Observability (OpenTelemetry)

You can't operate an agent runtime in production without observability, and the cost of bolting it on after the fact is paid in incidents you can't reproduce. AgentOS treats spans, metrics, and log correlation as first-class concerns — but it does not own the OpenTelemetry SDK lifecycle. The SDK is an application-level concern: your host owns exporters, sampling, and context propagation, because the right answer for a CLI process is different from the right answer for a long-running server is different from the right answer for an edge worker.

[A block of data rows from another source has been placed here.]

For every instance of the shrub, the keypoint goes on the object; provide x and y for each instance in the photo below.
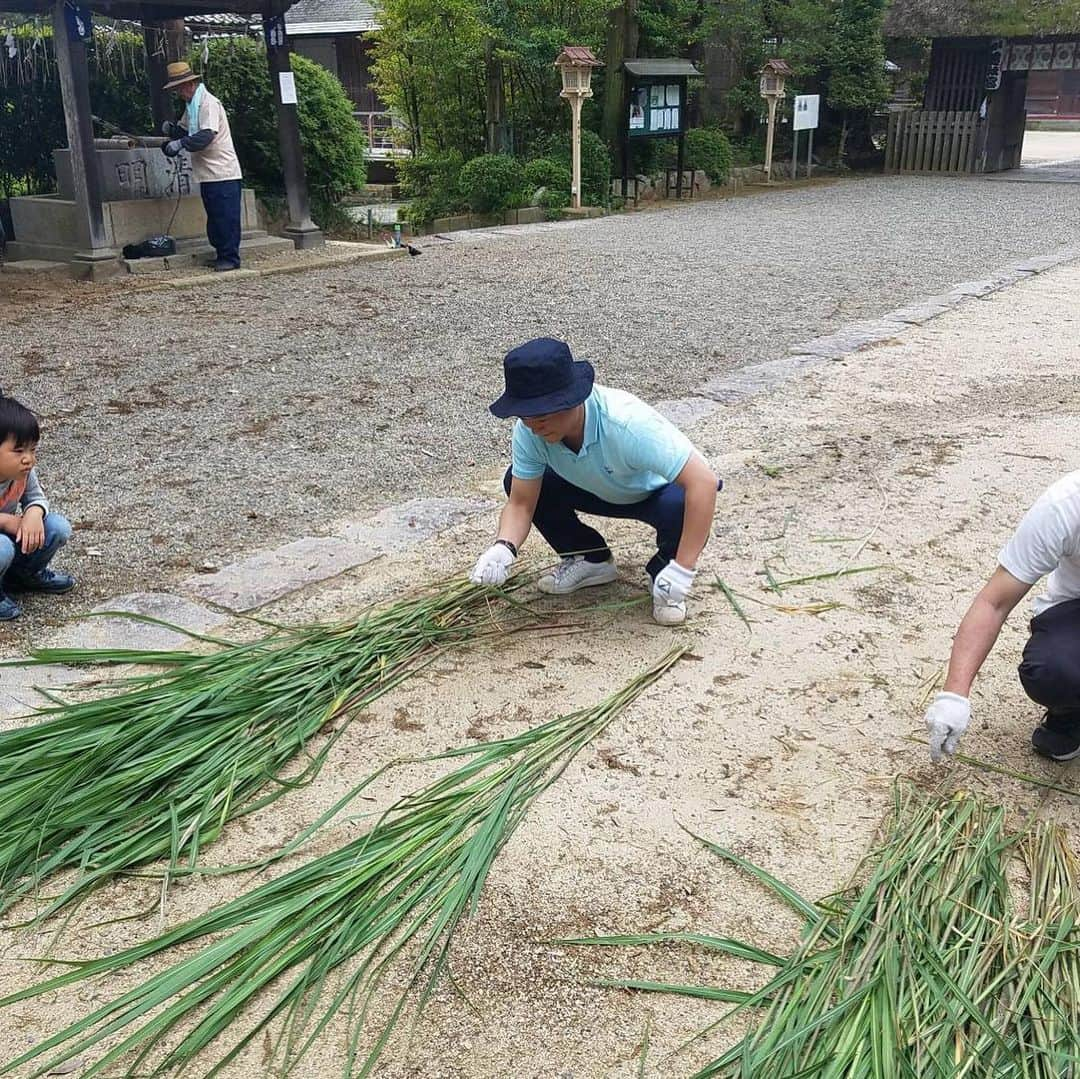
(553, 202)
(430, 183)
(491, 181)
(332, 139)
(595, 164)
(31, 109)
(709, 149)
(543, 172)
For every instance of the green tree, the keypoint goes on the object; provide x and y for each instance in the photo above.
(856, 81)
(332, 140)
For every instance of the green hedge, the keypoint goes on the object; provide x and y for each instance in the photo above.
(709, 149)
(595, 164)
(31, 108)
(552, 175)
(491, 181)
(31, 112)
(332, 139)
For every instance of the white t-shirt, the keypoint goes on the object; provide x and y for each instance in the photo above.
(219, 160)
(1048, 541)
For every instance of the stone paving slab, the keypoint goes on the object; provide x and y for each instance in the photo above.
(686, 412)
(759, 377)
(270, 575)
(915, 314)
(410, 523)
(17, 695)
(107, 632)
(859, 335)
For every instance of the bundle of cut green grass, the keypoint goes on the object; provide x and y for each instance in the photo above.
(387, 904)
(934, 969)
(156, 770)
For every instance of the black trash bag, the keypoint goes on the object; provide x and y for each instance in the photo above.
(154, 247)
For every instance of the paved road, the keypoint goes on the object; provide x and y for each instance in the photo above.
(185, 428)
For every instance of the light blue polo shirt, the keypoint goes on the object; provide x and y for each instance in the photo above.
(629, 449)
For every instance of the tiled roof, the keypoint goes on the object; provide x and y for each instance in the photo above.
(331, 16)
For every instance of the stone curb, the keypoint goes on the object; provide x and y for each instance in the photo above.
(851, 339)
(270, 575)
(202, 280)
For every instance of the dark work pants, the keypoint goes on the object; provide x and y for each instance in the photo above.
(1050, 669)
(556, 518)
(221, 203)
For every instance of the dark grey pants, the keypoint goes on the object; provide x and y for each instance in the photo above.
(1050, 669)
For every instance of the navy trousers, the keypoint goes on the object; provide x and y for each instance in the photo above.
(221, 203)
(1050, 668)
(556, 518)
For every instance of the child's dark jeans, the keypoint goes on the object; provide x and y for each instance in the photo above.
(15, 566)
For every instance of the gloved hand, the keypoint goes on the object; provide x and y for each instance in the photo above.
(946, 719)
(673, 583)
(493, 565)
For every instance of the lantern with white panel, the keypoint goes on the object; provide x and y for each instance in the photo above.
(773, 78)
(576, 65)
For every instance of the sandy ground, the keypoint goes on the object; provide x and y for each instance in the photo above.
(1042, 147)
(781, 740)
(185, 428)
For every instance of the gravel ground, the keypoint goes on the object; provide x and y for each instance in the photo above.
(184, 428)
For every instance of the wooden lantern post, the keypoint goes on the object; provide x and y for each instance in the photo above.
(773, 76)
(576, 64)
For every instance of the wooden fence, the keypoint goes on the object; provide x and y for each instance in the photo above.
(928, 142)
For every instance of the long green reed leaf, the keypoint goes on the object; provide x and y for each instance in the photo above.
(388, 903)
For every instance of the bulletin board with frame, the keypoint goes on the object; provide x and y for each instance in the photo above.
(655, 98)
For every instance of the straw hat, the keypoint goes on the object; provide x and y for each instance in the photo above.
(179, 72)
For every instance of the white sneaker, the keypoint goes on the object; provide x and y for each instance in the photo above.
(665, 612)
(575, 572)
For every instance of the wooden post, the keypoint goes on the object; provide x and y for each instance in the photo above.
(164, 44)
(576, 150)
(679, 161)
(768, 139)
(98, 259)
(300, 229)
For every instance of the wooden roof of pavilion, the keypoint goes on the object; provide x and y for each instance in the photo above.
(148, 11)
(976, 18)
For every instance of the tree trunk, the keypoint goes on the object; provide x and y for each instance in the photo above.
(495, 107)
(621, 45)
(164, 44)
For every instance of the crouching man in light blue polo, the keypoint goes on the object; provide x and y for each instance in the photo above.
(579, 447)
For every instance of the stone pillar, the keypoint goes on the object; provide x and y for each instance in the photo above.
(164, 44)
(97, 259)
(300, 229)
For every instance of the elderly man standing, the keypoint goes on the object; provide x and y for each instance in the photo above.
(1047, 542)
(203, 131)
(584, 448)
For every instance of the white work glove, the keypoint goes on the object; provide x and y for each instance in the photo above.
(493, 565)
(673, 583)
(946, 719)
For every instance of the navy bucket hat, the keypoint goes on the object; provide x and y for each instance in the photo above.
(542, 377)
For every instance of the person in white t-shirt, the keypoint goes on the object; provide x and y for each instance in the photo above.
(203, 131)
(1047, 542)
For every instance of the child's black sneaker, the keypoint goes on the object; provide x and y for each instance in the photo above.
(1056, 742)
(44, 580)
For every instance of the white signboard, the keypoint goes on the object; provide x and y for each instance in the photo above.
(287, 88)
(806, 111)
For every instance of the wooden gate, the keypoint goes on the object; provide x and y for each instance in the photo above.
(931, 142)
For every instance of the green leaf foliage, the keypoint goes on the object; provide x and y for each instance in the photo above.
(709, 149)
(491, 181)
(543, 172)
(332, 140)
(31, 108)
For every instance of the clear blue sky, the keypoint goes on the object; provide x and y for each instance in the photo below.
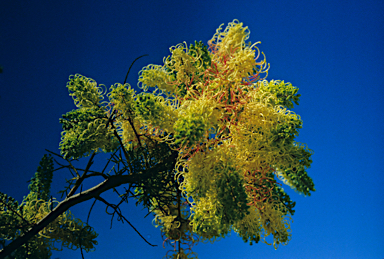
(332, 50)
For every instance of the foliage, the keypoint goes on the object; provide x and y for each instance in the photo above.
(17, 218)
(206, 150)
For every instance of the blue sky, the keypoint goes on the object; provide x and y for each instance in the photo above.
(331, 50)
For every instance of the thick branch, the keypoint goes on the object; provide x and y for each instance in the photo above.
(110, 183)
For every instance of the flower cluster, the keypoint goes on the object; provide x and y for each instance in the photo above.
(232, 130)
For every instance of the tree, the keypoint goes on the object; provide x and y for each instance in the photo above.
(203, 151)
(16, 219)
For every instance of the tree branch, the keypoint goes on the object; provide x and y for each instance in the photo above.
(70, 201)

What AgentOS owns is the emit side: opt-in spans around turns and tool-result handling, opt-in counters and histograms for the operations worth measuring, optional trace-correlation in logs and streamed response metadata, and an optional path to export application logs as OTEL LogRecords. All defaults are off. Turning them on is a single config change, and the runtime will surface to whatever exporter your host has wired (OTLP to Honeycomb, Tempo, Jaeger, Grafana Cloud — the runtime doesn't care, because your host SDK is what does the export).

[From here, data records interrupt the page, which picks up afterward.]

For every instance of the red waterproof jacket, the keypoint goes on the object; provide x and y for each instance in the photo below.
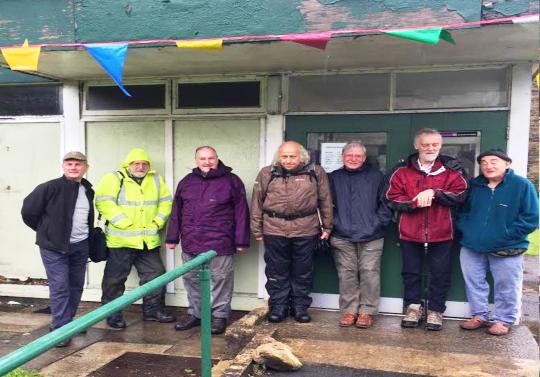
(434, 223)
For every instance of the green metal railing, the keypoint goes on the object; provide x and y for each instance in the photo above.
(42, 344)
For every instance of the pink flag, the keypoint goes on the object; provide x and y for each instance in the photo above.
(317, 40)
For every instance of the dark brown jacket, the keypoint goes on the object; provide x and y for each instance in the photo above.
(290, 193)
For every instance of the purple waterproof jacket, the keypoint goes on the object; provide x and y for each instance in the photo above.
(210, 212)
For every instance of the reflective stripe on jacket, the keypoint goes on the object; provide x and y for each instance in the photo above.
(135, 213)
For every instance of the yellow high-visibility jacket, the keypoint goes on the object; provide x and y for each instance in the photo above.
(135, 213)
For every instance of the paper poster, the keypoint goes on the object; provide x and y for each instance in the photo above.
(331, 156)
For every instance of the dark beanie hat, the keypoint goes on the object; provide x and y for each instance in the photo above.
(494, 152)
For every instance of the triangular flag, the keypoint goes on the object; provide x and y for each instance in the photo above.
(22, 58)
(430, 36)
(111, 57)
(317, 40)
(208, 44)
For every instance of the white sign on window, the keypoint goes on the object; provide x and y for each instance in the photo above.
(331, 156)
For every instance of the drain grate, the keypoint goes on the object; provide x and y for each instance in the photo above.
(137, 364)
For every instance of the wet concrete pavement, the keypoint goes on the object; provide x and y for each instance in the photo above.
(326, 349)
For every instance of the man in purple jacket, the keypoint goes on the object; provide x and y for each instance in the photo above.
(209, 212)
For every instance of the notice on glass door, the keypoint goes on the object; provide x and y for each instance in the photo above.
(331, 156)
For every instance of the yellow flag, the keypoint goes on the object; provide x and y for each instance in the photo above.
(22, 58)
(208, 44)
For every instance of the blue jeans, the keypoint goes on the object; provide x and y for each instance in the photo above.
(65, 273)
(507, 275)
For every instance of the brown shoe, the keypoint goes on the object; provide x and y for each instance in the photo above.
(364, 321)
(473, 323)
(347, 320)
(499, 329)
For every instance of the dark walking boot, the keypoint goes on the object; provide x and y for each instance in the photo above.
(116, 321)
(300, 315)
(277, 314)
(218, 325)
(159, 316)
(191, 322)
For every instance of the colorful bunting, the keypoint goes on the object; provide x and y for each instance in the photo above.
(317, 40)
(430, 36)
(111, 58)
(22, 58)
(208, 44)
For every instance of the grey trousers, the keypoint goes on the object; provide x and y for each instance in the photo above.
(359, 267)
(221, 268)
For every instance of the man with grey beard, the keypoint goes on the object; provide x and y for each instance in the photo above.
(424, 190)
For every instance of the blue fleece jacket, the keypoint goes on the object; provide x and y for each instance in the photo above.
(499, 219)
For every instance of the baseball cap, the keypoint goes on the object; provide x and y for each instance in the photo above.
(74, 155)
(494, 152)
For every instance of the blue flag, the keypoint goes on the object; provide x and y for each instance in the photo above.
(111, 57)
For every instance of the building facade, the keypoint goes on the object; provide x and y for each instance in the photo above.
(249, 96)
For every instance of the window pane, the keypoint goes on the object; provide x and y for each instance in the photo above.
(331, 143)
(219, 95)
(112, 98)
(339, 92)
(30, 100)
(428, 90)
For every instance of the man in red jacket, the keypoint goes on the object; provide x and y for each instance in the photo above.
(423, 190)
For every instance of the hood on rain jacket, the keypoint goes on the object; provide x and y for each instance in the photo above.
(134, 213)
(499, 219)
(210, 212)
(301, 191)
(434, 223)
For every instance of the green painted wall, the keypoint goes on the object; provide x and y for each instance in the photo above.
(64, 21)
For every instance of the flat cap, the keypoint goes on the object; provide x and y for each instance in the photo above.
(74, 155)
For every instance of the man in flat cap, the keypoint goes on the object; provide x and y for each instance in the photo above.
(62, 214)
(502, 209)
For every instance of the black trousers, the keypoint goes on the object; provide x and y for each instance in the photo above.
(439, 270)
(289, 270)
(149, 266)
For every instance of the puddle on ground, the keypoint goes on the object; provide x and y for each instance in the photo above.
(136, 364)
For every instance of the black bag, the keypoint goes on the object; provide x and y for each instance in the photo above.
(322, 246)
(98, 246)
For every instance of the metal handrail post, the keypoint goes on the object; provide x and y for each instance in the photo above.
(42, 344)
(206, 337)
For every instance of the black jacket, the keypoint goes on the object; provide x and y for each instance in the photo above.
(360, 211)
(49, 211)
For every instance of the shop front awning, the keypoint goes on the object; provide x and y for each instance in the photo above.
(486, 44)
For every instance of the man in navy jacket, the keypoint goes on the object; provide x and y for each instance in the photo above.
(360, 220)
(501, 211)
(209, 212)
(61, 211)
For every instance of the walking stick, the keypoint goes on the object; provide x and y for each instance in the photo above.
(425, 280)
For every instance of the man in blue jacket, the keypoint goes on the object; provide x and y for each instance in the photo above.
(360, 219)
(502, 209)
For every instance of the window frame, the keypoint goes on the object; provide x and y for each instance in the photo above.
(163, 111)
(220, 110)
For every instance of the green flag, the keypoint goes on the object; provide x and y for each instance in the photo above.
(430, 36)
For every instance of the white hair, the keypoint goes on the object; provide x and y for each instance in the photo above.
(304, 154)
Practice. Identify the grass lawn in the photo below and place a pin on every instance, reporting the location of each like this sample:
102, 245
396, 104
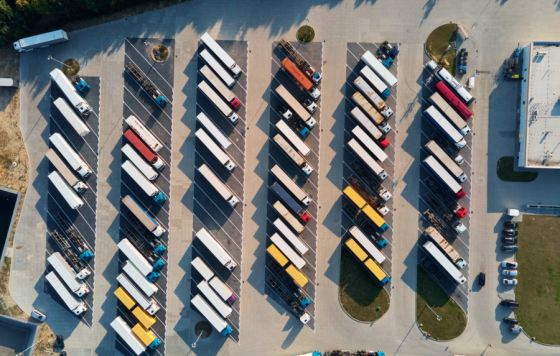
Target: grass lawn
359, 294
538, 291
438, 41
507, 174
454, 320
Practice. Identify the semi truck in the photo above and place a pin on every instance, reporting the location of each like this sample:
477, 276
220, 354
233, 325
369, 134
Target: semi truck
139, 162
437, 169
436, 237
220, 155
65, 172
298, 109
210, 314
377, 118
444, 263
146, 152
293, 154
367, 159
75, 305
70, 116
217, 67
291, 136
71, 92
148, 187
369, 93
68, 275
450, 113
369, 59
369, 126
446, 161
224, 108
209, 125
287, 198
147, 270
216, 248
445, 126
291, 185
220, 87
302, 81
220, 187
221, 54
142, 131
75, 161
73, 200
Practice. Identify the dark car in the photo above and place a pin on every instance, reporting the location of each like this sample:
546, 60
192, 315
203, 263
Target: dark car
510, 225
509, 240
481, 279
510, 232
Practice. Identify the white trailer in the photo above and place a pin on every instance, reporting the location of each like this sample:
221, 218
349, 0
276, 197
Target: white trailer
124, 331
220, 186
75, 161
217, 67
210, 314
289, 252
66, 191
217, 250
383, 73
368, 160
224, 108
137, 277
222, 308
222, 139
369, 143
70, 115
143, 132
68, 274
65, 172
148, 304
222, 157
71, 92
75, 305
139, 162
293, 138
291, 185
293, 238
220, 53
445, 263
39, 41
293, 154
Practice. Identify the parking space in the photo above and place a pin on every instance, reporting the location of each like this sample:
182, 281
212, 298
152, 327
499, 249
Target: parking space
356, 173
139, 102
211, 211
437, 204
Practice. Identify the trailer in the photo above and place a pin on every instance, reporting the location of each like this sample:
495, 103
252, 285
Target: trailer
220, 155
144, 150
71, 156
216, 249
68, 275
70, 116
291, 185
65, 172
220, 186
437, 255
75, 305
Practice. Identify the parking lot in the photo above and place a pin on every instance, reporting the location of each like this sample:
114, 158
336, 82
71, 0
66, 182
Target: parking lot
67, 227
157, 119
355, 172
210, 210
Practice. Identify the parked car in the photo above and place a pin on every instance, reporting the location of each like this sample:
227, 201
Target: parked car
508, 264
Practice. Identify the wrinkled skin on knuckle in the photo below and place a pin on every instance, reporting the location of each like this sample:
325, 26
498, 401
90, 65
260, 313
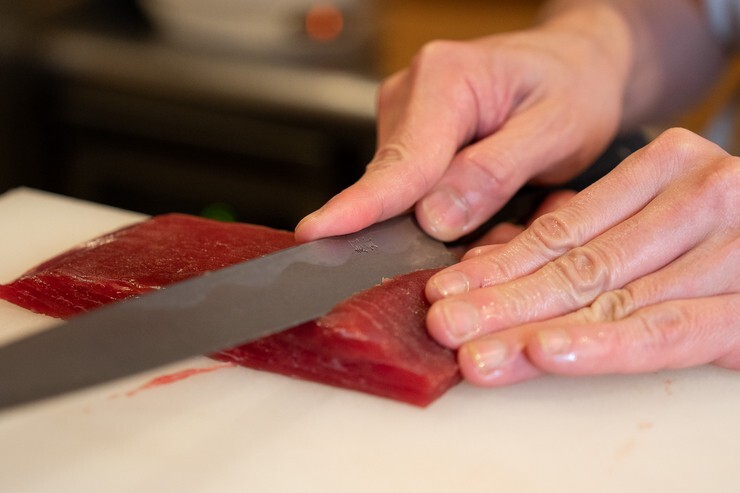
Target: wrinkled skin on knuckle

The implementation lives in src/evaluation/observability/ and uses @opentelemetry/api directly — never bundled, always peer-dep-style imported, so your host SDK is the one and only OTEL provider in the process.

Overview
Opt-In Policy
Enable via AgentOS Config (Recommended)
Enable via Environment Variables
Host Setup (Node.js Example)
What AgentOS Emits
Logging (Pino + OTEL Logs)
Privacy & Cardinality
Performance Notes
SOTA Techniques (TypeScript Agentic AI)

Overview

Defaults (all OFF):

Manual AgentOS spans
AgentOS metrics
Trace IDs in streamed responses
Log correlation (trace_id, span_id)
OTEL LogRecord export

When enabled, AgentOS emits:

Spans around turns and tool-result handling
Metrics for turn/tool counters + histograms
Optional: trace correlation in logs and streamed response metadata
Optional: OTEL LogRecords (exported by your host, via OTLP)

Opt-In Policy

There are two layers:

Host OTEL SDK (required for export)
- In Node: @opentelemetry/sdk-node + exporters/instrumentations.
- In browsers: the web OTEL SDK (if you choose to export from the client).
AgentOS instrumentation toggles (controls what AgentOS emits)
- Env flags (global defaults)
- AgentOSConfig.observability (per-agent control)

Precedence:

AgentOSConfig.observability.enabled = false hard-disables all AgentOS observability helpers (even if env is set).
Otherwise, config fields override env fields, and env provides defaults.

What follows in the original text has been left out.